February 26, 2022

MOMS SHOULD REMEMBER

 January 26, 1983

“Lakeside Review”

 

“For Pete’s sake, Jennifer!  Don’t be so silly!”  I exclaim, poking an impatient finger at the tearstains on my little girl’s beet-red cheeks.

 

How intensely green her eyes have grown in the brief interval since a distracted usher at the wedding we are attending moved the chair on which my daughter had meant to sit.  

 

Sprawled there on the floor, bony knees and elbows exposed, with her skirt hiked up around her thighs, 9-year-old Jennifer is not to be consoled.
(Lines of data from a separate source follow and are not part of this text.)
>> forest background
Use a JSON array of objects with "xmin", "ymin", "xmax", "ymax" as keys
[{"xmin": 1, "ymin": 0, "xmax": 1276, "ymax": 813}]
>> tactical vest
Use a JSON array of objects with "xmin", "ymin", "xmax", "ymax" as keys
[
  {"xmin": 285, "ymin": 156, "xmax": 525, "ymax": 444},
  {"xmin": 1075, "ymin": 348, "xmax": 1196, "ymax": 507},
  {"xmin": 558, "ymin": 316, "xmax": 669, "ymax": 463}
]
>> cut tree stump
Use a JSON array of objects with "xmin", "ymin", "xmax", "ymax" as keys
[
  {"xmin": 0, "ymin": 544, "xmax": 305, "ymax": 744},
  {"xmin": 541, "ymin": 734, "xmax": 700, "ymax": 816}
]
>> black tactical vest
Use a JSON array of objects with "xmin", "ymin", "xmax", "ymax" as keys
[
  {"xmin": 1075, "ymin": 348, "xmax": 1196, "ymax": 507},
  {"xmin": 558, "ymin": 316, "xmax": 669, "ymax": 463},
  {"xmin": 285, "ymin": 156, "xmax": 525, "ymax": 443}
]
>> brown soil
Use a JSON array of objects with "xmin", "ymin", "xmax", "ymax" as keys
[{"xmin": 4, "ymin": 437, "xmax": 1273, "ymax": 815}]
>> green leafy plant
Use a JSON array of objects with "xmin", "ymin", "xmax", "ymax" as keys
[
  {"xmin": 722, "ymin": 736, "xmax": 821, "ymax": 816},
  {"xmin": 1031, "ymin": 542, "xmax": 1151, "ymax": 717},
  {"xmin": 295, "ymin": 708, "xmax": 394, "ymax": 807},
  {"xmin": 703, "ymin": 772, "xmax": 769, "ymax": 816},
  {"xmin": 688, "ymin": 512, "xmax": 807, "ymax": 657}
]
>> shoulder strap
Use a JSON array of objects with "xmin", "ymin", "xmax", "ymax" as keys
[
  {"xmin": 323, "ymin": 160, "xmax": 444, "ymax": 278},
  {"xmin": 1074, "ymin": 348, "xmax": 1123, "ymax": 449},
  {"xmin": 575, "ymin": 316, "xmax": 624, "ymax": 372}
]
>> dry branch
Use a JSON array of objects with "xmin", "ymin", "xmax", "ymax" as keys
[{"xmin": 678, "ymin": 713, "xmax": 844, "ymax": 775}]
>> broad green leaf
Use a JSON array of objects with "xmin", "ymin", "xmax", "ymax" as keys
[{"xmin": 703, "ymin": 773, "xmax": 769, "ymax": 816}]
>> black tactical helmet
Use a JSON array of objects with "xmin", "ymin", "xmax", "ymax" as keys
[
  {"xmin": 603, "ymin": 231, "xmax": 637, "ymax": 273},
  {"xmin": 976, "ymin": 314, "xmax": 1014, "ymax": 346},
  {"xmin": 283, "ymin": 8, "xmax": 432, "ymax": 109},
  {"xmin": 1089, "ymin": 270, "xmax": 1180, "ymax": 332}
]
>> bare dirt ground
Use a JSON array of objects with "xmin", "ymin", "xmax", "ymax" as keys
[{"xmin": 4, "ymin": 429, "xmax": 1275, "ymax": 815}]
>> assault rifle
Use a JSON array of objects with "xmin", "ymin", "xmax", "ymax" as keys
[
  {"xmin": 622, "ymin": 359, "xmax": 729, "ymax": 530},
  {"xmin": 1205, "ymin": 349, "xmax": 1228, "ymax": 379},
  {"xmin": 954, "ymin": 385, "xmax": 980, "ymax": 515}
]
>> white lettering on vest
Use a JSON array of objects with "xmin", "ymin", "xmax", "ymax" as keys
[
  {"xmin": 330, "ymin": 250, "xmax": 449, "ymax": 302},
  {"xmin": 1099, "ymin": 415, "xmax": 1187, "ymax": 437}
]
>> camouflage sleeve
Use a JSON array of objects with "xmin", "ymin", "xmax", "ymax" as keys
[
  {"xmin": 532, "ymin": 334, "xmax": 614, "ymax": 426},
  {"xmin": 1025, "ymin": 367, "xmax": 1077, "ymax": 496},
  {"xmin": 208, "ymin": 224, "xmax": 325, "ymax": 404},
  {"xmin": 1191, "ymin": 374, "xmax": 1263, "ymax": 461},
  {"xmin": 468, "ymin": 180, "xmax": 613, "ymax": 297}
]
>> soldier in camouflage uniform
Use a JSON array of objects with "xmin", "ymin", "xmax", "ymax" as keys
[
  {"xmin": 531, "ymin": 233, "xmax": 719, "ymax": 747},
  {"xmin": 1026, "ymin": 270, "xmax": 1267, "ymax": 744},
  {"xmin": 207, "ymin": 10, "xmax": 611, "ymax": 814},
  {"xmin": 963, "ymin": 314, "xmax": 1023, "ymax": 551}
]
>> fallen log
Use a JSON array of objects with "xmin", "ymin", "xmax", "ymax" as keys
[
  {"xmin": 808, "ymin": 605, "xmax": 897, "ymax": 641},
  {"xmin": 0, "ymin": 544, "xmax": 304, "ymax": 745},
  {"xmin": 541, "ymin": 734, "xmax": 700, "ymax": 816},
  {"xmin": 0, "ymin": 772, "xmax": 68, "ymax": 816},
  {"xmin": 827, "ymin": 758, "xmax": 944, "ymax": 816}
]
Despite outstretched hands and whispered reassurances that hardly anyone, not even the unwitting usher now rushing to seat another guest, has noticed how she fell, she is inconsolable.

 

It's no big deal," I try to make her see through tears that trace a salty path down to the corners of her mouth. To my adult eyes, the child’s acute sense of shame seems so out of proportion with the cause that I could be tempted to giggle.  But her thin shoulders have already begun to quiver, as she struggles for control.

 

“Jennifer!”

 

With a half-muffled sob, she ducks to hide her face, but not before I see the image of the little girl I once was reflected in those glistening, plaintiff eyes:

 

Once when I was six years old, I spilled ice cream at a party, and even when the birthday girl passed out shiny pennies and huge balloons, all I could see were swirls of melted chocolate on my skirt.

 

Then there was the time when I sat halfway through Sunday school, before someone told me that my dress was all unbuttoned down the back.

 

“Don't be so silly, Little One,” my voice grows soft. “You just go ahead and let those teardrops fall.”